We then considered our chances of salvaging the cluster to be rather low, and feared that most small changes (such as assigning a new controller) could collapse the cluster and result in a large outage with data loss. Internal details of some of our applications are relevant here: our storage engine is tightly coupled to Kafka’s own event offsets. To prevent data consistency issues, it will refuse to “roll back” to an older offset, which could indicate a misconfiguration or some other problem that could lead to re-reading, duplicating, or losing data. As such, just “resetting” the cluster was not doable at this point in time, without adding a lot of infrastructure, or writing emergency fixes that significantly change our storage engine’s boot sequences and safety checks.
Later, still on December 10, we decided to split efforts into a) keep trying to save our cluster to the extent it doesn’t risk its stability, and b) start an emergency migration project that requires figuring out how to modify our storage engine, infrastructure, and multiple services to tolerate moving from the damaged Kafka cluster to a new one.

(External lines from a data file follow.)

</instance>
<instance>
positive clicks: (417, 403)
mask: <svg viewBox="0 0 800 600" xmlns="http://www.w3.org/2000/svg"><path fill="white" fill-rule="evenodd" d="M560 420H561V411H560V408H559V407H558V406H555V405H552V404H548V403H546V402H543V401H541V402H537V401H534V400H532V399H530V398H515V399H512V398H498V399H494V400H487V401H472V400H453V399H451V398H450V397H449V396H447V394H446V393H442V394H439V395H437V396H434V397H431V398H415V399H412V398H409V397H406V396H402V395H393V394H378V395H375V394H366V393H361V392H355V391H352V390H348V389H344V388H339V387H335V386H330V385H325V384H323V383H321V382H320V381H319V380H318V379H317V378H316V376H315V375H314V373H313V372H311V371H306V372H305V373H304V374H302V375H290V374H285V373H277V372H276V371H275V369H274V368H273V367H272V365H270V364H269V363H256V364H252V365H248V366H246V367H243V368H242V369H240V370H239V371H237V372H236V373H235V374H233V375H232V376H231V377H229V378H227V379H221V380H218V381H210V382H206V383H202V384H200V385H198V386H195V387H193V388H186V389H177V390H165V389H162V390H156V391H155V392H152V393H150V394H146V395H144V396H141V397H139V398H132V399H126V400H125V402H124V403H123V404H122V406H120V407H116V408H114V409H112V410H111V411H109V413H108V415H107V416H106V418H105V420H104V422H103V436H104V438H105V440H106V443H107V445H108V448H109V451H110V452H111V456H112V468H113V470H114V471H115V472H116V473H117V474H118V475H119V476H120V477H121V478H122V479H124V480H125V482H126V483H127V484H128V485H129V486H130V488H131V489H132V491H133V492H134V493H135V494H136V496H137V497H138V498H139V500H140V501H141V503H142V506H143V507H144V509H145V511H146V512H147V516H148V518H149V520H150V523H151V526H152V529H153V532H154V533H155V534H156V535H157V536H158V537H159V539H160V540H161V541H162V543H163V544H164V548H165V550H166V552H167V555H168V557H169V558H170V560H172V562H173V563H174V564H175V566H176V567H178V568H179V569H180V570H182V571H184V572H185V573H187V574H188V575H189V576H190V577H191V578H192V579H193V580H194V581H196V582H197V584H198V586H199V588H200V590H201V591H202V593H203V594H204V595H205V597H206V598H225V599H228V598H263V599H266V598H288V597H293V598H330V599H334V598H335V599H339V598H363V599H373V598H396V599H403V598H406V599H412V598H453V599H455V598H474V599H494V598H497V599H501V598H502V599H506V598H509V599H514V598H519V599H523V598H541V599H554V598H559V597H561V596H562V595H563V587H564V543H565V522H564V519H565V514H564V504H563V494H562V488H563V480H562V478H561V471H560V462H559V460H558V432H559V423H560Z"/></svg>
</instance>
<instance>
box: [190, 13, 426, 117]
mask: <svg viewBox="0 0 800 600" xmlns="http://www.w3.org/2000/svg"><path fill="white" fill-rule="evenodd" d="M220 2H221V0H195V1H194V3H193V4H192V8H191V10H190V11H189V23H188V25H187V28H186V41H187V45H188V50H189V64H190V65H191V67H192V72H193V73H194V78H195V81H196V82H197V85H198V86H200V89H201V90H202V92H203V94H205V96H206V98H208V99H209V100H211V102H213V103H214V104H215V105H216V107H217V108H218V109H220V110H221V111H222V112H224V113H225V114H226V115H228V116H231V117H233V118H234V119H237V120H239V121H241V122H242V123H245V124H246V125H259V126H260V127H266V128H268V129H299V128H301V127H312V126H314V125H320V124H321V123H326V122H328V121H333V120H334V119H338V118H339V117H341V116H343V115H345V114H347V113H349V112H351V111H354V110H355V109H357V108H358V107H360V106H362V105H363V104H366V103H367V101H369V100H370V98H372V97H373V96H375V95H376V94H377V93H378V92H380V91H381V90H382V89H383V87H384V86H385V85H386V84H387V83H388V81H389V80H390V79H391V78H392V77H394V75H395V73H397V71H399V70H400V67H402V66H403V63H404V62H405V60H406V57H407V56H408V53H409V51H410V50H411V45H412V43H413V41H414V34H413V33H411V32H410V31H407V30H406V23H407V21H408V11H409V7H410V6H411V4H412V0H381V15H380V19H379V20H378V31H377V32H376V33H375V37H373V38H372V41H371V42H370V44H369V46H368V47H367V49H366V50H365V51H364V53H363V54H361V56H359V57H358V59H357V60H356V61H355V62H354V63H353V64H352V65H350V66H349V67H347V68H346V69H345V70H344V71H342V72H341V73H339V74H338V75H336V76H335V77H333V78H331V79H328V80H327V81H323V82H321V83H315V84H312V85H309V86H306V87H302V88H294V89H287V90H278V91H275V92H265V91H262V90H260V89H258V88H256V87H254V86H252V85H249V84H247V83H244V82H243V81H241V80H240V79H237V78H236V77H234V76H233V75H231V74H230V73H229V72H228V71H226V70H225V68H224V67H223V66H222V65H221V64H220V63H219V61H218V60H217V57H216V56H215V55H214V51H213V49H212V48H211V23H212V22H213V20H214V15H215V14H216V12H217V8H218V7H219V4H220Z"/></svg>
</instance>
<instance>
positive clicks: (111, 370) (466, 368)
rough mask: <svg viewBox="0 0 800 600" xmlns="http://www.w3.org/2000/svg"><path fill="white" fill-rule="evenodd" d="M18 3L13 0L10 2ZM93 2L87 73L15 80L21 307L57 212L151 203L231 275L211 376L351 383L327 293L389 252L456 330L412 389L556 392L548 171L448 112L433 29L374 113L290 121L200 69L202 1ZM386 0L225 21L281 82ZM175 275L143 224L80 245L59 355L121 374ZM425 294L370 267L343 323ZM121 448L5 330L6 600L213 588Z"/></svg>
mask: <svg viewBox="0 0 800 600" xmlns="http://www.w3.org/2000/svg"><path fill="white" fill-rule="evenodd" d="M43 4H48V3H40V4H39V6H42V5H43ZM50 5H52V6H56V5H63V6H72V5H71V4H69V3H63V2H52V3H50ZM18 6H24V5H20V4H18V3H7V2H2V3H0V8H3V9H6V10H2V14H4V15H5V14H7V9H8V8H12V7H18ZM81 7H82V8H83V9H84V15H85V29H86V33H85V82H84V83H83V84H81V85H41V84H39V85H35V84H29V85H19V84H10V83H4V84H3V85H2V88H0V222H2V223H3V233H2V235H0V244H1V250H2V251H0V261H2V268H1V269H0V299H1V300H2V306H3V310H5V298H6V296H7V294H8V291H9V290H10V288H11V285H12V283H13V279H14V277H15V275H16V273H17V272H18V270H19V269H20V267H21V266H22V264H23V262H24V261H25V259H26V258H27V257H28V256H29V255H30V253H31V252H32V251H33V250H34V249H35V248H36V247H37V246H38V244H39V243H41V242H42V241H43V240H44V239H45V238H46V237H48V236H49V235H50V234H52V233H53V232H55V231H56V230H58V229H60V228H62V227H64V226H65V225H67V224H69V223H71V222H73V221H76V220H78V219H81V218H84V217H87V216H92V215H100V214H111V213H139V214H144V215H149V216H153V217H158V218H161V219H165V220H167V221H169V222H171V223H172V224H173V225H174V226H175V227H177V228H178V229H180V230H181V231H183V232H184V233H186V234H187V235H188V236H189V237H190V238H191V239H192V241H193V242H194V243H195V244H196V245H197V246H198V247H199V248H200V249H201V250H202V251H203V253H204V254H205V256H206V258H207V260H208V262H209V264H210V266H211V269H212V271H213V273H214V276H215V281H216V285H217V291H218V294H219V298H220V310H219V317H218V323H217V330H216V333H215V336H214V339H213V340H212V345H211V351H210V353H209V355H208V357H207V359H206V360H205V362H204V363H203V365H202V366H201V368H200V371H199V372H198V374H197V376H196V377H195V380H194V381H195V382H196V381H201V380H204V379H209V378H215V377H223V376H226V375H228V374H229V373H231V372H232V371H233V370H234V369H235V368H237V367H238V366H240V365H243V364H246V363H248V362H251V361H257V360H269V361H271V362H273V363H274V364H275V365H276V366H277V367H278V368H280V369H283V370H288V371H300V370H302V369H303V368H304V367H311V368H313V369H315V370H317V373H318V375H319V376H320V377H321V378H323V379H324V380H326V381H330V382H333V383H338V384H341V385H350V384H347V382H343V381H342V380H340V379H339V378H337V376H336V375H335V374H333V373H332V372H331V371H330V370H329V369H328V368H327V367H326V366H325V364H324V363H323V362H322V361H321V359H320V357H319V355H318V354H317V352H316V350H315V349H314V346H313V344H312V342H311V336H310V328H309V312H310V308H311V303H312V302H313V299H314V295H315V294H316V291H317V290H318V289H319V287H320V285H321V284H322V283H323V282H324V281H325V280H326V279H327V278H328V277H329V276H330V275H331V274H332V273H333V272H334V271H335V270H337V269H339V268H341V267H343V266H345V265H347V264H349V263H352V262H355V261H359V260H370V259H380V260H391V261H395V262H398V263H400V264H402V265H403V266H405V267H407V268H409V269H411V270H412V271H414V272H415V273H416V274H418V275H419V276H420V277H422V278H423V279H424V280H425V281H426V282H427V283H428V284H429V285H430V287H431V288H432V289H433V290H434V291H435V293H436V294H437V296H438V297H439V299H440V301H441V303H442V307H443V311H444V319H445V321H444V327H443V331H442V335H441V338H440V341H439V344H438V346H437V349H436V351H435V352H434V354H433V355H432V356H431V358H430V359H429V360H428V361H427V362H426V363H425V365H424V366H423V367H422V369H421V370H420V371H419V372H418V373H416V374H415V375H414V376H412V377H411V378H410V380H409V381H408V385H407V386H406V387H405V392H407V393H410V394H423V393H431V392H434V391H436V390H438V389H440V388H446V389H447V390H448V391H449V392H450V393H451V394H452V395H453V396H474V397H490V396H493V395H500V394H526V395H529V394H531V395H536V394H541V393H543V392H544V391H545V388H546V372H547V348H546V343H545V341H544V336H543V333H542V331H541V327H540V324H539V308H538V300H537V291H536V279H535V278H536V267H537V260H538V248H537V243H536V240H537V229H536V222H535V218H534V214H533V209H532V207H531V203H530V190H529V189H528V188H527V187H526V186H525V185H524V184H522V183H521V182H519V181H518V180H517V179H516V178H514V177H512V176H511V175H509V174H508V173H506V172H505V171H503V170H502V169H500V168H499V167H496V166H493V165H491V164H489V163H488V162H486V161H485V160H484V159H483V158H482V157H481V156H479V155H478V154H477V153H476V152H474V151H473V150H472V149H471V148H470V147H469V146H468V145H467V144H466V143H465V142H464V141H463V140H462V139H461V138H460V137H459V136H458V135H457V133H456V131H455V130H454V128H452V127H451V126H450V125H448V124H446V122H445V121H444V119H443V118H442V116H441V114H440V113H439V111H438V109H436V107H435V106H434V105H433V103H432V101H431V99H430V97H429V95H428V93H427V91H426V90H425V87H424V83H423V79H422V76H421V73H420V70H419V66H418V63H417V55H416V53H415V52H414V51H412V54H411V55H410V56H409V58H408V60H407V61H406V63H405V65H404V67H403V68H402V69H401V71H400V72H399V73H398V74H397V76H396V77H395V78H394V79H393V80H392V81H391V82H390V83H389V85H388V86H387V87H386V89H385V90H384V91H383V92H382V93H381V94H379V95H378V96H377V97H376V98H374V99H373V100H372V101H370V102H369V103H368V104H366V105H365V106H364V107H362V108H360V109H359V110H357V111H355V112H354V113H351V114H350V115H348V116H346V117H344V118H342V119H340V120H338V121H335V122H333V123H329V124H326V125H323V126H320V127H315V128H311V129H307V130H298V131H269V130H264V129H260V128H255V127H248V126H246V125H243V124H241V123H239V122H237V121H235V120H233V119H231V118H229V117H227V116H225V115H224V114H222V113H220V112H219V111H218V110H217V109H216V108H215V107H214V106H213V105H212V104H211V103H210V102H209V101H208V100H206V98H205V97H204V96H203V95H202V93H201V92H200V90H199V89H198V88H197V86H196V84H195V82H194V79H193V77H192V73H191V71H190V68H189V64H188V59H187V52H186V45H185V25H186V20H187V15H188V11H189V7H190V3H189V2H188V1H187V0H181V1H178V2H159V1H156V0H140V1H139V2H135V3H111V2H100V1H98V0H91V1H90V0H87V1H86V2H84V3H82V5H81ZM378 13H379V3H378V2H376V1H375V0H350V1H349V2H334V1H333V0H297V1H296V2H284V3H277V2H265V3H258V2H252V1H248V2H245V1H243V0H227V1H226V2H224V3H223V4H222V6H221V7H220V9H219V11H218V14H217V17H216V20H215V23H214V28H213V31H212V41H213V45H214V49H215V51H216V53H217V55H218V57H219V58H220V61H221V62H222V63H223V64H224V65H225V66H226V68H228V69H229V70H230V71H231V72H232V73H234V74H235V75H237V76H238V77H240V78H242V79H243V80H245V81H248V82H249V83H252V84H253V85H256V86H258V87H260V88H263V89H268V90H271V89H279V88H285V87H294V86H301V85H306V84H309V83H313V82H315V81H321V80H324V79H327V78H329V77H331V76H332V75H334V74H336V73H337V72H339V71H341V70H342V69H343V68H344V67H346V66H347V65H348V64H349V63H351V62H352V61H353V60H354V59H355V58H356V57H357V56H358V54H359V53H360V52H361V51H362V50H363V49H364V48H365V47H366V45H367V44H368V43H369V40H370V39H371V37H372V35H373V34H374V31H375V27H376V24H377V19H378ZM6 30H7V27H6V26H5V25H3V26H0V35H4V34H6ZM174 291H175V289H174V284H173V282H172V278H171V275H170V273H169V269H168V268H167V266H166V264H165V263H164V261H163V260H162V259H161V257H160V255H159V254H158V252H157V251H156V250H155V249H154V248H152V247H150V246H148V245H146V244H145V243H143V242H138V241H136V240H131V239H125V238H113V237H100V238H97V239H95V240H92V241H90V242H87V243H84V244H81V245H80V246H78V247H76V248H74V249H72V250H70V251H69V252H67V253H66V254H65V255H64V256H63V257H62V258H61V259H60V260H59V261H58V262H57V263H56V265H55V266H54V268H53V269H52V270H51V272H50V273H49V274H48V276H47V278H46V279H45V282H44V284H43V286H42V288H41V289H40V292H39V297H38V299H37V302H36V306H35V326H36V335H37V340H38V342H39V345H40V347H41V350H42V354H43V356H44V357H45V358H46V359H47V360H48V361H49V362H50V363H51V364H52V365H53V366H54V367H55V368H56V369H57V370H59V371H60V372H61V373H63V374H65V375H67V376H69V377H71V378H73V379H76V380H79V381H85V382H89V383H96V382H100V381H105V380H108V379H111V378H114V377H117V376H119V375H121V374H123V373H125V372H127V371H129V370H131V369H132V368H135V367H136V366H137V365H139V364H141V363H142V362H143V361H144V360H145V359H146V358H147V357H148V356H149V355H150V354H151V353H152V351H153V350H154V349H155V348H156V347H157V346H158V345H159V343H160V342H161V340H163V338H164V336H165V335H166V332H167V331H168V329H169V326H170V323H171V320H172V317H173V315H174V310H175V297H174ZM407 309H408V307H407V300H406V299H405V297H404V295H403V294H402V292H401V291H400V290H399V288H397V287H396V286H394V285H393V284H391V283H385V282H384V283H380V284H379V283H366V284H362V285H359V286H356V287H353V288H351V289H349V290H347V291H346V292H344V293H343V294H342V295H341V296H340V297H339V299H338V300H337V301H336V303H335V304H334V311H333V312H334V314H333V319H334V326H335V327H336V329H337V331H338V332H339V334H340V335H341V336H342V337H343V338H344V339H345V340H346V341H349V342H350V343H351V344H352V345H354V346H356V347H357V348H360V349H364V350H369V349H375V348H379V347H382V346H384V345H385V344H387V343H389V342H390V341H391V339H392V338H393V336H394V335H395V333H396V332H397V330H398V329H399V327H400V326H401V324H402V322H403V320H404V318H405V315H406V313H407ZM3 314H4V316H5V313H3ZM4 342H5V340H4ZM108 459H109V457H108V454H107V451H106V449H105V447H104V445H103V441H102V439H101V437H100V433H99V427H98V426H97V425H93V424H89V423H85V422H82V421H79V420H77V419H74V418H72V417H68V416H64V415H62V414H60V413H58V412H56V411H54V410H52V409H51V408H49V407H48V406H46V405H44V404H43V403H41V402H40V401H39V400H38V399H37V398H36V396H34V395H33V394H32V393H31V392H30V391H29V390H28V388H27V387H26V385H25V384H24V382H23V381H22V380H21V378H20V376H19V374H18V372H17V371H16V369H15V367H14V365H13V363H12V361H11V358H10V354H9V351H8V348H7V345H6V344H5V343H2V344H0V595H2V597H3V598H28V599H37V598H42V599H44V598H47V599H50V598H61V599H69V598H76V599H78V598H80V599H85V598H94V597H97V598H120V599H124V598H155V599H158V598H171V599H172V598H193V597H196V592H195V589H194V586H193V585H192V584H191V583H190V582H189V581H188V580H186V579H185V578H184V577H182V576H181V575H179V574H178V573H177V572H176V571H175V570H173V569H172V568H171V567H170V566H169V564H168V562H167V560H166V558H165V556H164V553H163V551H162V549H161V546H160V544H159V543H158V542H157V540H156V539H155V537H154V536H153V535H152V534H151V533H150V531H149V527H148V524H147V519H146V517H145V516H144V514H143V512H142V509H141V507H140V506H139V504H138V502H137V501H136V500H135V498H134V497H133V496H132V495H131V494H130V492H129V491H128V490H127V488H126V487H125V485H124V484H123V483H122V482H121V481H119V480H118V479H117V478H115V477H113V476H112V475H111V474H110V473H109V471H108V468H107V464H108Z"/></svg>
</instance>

We also prepared for multiple contingencies in case the current cluster were to die before the migration was ready to run.
December 11 and December 12 were spent working on this migration at a high priority. Likewise, during that time, our low-risk efforts to salvage the Kafka cluster yielded no great results. As we neared the end of Friday December 12, our retention of activity for the Activity Log also came to an end. In deciding between causing a major outage to rush an evacuation of our Kafka cluster before we were ready or losing days of Activity Log data to wait for a safer migration path, we chose the latter.
On Monday December 15, we managed to boot a new Kafka cluster with new infrastructure, and had all the fixes required for all services to do a migration, along with runbooks from every team involved. We decided to do a “dress rehearsal” in a pre-production environment, where we tried a full evacuation from a functional Kafka cluster to a brand new one, finding what the tricky parts were and making sure that if we were to damage or lose data, it would be internal telemetry, and not customer data.
Fortunately, everything went well, and on Tuesday December 16, we ran the full emergency evacuation. Running it required doing a switchover of all ingest from the old damaged Kafka cluster to the new Kafka cluster. We started by switching components that write data into the cluster first (producers), letting the consumers catch up on all topics and partitions. We then started migrating our consuming services, first with the query engine, and then the other consumers. This order of operation ensured that we would not corrupt, damage, or miss any data, but forced us to have delays on alerting and the freshness of query data. This happened without major issues.
During the migration, we believe our trigger data was stale and runs using incomplete data for roughly 30 minutes, if we average out most partitions. SLOs were delayed for a bit more than one hour, and service maps will have flat out skipped that hour as well. Activity Log data was lost between December 5 at 20:23 UTC and December 9 at 23:45 UTC.
These are added to the 10 days during which Activity Log data was unavailable, the ingestion issues of December 5, the 6h23 minutes of full ingest outage on December 6, and the 18h of delays on SLO processing between December 5 and 6.
At this point in time, we have fully mitigated this incident and developed new processes that promise better readiness to respond if similar outages were to happen again. A more in-depth review will be published in a few weeks, in January. This has been a significant outage, and we will need some time to do a proper analysis of it.